Em caso envolvendo o inventário extrajudicial no qual existia uma companheira com união estável declarada por escritura pública, uma filha biológica e uma filha socioafetiva ainda não reconhecida, de modo inédito, o tabelionato de notas e registro civil do estado do Espírito Santo, lavrou escritura pública de inventário cumulada com o reconhecimento da união estável e com o reconhecimento extrajudicial de paternidade socioafetiva post mortem. Em breves linhas, Maria Clara Magalhães comenta a decisão.

Importante esclarecer que o inventário extrajudicial é um procedimento realizado através de escritura pública, no Tabelionato de Notas, por meio do qual se regulariza a sucessão dos bens do falecido para os herdeiros, sem necessidade de intervenção judicial.
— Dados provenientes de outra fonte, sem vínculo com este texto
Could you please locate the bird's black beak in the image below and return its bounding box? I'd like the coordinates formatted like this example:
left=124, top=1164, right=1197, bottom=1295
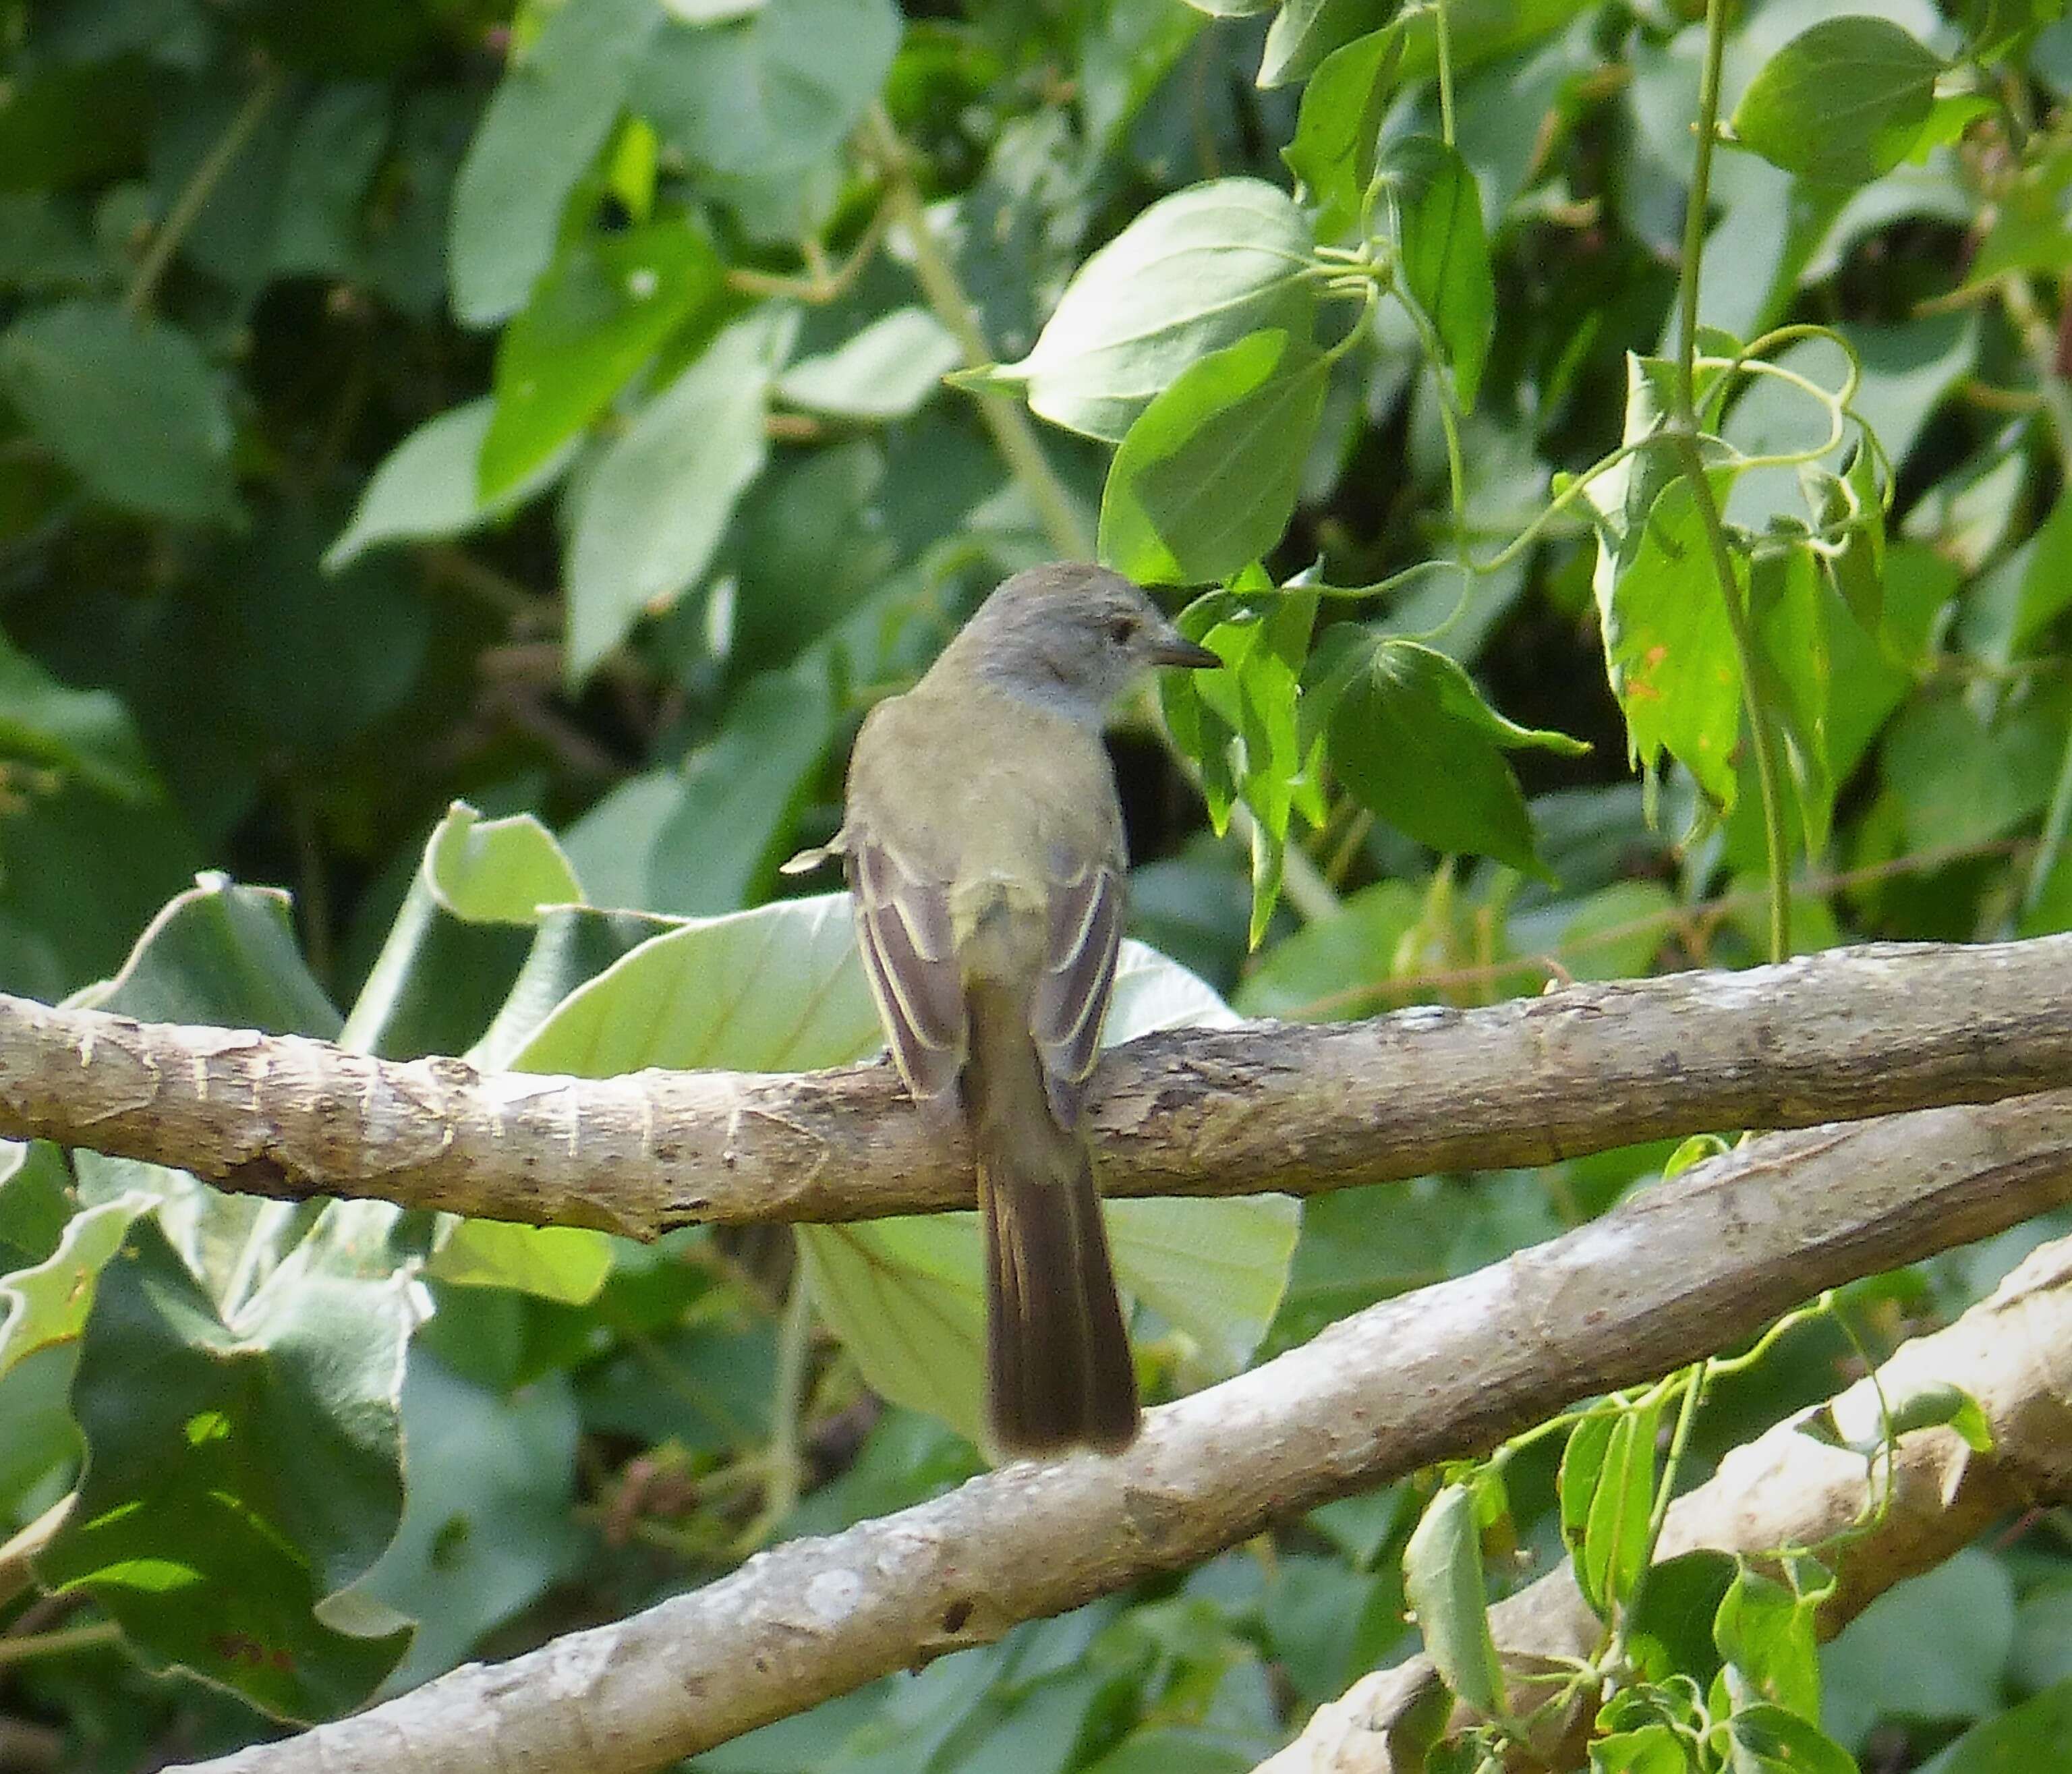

Através da previsão contida na Lei 11.441/07, bem como no artigo 610, §1º e §2º do código de processo civil, a medida auxilia a redução de demandas judiciais envolvendo direitos sucessórios, desde que sejam os herdeiros maiores e capazes, haja consenso acerca da partilha dos bens, bem como o procedimento em cartório seja acompanhado por advogado ou defensor.
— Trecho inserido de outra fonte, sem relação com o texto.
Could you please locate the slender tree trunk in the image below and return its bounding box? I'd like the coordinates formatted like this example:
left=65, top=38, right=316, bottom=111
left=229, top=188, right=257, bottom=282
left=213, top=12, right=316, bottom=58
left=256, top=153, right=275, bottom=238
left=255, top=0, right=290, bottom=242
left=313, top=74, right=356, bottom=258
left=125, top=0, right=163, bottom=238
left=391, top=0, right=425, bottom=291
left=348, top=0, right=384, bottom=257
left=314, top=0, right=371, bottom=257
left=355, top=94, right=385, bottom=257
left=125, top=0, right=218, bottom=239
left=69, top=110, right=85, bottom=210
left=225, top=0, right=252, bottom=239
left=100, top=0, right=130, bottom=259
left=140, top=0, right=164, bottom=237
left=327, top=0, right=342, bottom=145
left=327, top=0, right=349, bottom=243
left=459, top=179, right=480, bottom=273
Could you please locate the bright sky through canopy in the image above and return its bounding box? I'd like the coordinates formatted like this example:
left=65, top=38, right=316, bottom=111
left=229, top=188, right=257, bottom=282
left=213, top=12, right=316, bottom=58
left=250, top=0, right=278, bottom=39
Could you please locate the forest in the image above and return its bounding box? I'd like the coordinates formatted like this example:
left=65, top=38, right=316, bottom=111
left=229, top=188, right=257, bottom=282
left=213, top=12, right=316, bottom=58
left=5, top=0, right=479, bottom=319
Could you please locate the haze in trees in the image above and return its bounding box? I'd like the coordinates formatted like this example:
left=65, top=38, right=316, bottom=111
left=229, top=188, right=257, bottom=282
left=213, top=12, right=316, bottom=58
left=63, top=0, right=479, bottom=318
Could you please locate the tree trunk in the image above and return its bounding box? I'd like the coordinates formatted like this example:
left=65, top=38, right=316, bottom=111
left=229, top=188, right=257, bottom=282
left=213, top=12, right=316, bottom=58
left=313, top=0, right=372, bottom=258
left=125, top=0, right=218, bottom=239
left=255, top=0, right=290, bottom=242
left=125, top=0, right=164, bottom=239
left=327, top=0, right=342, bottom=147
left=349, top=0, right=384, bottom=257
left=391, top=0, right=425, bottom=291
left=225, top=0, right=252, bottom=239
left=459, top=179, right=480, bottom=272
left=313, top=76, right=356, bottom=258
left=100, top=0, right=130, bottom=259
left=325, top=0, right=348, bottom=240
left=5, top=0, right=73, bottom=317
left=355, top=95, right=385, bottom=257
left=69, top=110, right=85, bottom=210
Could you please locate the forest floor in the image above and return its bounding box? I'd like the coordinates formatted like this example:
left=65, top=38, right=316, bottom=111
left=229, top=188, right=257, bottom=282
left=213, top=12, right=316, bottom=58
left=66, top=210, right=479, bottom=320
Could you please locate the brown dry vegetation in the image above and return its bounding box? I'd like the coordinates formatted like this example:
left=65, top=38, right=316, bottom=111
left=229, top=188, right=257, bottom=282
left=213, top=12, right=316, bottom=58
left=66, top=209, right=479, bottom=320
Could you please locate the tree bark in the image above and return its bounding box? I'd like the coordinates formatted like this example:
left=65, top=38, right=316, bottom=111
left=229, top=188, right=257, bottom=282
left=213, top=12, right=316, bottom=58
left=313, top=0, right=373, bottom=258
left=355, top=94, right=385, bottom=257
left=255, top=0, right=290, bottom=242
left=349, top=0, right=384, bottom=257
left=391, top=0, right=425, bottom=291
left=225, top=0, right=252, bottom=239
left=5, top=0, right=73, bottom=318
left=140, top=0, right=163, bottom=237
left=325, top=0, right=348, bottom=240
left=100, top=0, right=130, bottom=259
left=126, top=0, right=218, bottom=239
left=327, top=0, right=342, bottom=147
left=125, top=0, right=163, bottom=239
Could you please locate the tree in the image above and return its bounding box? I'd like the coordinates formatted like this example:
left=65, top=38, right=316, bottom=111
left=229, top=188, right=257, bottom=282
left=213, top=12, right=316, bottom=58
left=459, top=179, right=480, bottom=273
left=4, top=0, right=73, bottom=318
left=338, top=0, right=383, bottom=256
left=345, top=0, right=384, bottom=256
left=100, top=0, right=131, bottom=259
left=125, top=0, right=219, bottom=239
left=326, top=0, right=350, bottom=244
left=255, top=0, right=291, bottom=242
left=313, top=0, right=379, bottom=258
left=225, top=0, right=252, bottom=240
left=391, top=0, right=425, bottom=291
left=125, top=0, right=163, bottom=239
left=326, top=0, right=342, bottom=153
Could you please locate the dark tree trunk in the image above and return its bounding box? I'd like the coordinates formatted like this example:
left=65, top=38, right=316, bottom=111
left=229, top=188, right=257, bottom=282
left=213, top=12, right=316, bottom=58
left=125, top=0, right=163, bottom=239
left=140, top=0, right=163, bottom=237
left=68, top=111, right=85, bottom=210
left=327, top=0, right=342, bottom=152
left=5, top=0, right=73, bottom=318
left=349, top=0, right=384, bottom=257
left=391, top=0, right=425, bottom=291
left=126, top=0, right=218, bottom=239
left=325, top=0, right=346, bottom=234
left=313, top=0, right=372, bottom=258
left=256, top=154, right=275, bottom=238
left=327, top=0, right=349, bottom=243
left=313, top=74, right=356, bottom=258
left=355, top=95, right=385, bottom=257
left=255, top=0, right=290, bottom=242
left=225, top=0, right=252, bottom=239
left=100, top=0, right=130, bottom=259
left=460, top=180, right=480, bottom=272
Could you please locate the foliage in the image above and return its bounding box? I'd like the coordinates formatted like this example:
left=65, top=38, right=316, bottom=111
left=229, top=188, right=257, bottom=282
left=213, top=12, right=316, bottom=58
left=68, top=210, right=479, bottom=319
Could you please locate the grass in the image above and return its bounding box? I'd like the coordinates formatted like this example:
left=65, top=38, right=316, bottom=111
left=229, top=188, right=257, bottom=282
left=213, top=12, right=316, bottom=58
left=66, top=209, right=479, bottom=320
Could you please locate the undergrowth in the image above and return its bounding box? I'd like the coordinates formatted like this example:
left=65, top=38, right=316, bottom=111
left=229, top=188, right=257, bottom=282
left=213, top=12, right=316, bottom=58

Com o advento das novas formações familiares, por consequente passou a ser reconhecida a pluralidade das respectivas relações, as quais, antigamente, eram alicerçadas exclusivamente através do casamento, passando também a serem observadas sob o aspecto basilar ao crescimento e desenvolvimento do cidadão.

Neste contexto, a filiação socioafetiva se conceitua na liberdade de escolha de quem ama e tem afeto, em reconhecer a maternidade ou paternidade, sem que haja vínculo consanguíneo.
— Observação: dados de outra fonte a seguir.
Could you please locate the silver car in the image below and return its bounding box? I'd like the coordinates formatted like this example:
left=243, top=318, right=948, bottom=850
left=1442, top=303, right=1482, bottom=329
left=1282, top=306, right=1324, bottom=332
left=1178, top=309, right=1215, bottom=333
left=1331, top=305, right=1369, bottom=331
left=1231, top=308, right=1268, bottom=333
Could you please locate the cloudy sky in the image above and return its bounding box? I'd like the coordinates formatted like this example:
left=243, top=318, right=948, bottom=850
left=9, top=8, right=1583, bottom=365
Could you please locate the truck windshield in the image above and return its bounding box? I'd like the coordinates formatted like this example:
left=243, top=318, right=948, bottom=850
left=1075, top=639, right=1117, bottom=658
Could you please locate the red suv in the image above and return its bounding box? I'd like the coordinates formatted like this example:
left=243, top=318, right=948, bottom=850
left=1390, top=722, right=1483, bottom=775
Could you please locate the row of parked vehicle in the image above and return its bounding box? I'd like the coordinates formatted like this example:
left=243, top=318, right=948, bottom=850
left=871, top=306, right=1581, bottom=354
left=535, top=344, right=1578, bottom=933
A Constituição Federal de 1988, em seu artigo 227, § 6º, reconhece a igualdade entre as filiações, dispondo que “Os filhos, havidos ou não da relação do casamento, ou por adoção, terão os mesmos direitos e qualificações, proibidas quaisquer designações discriminatórias relativas à filiação.”

No caso em comento, em razão do consenso entre as partes, houve o reconhecimento da união estável e a paternidade de filha socioafetiva não reconhecida em vida. Após a lavratura, foi protocolada a Escritura Pública no Registro Civil onde estava registrado o nascimento da filha socioafetiva para que fosse efetivado o reconhecimento socioafetivo post mortem, sendo atualizada a certidão de nascimento da filha socioafetiva com o nome do pai biológico e do pai socioafetivo.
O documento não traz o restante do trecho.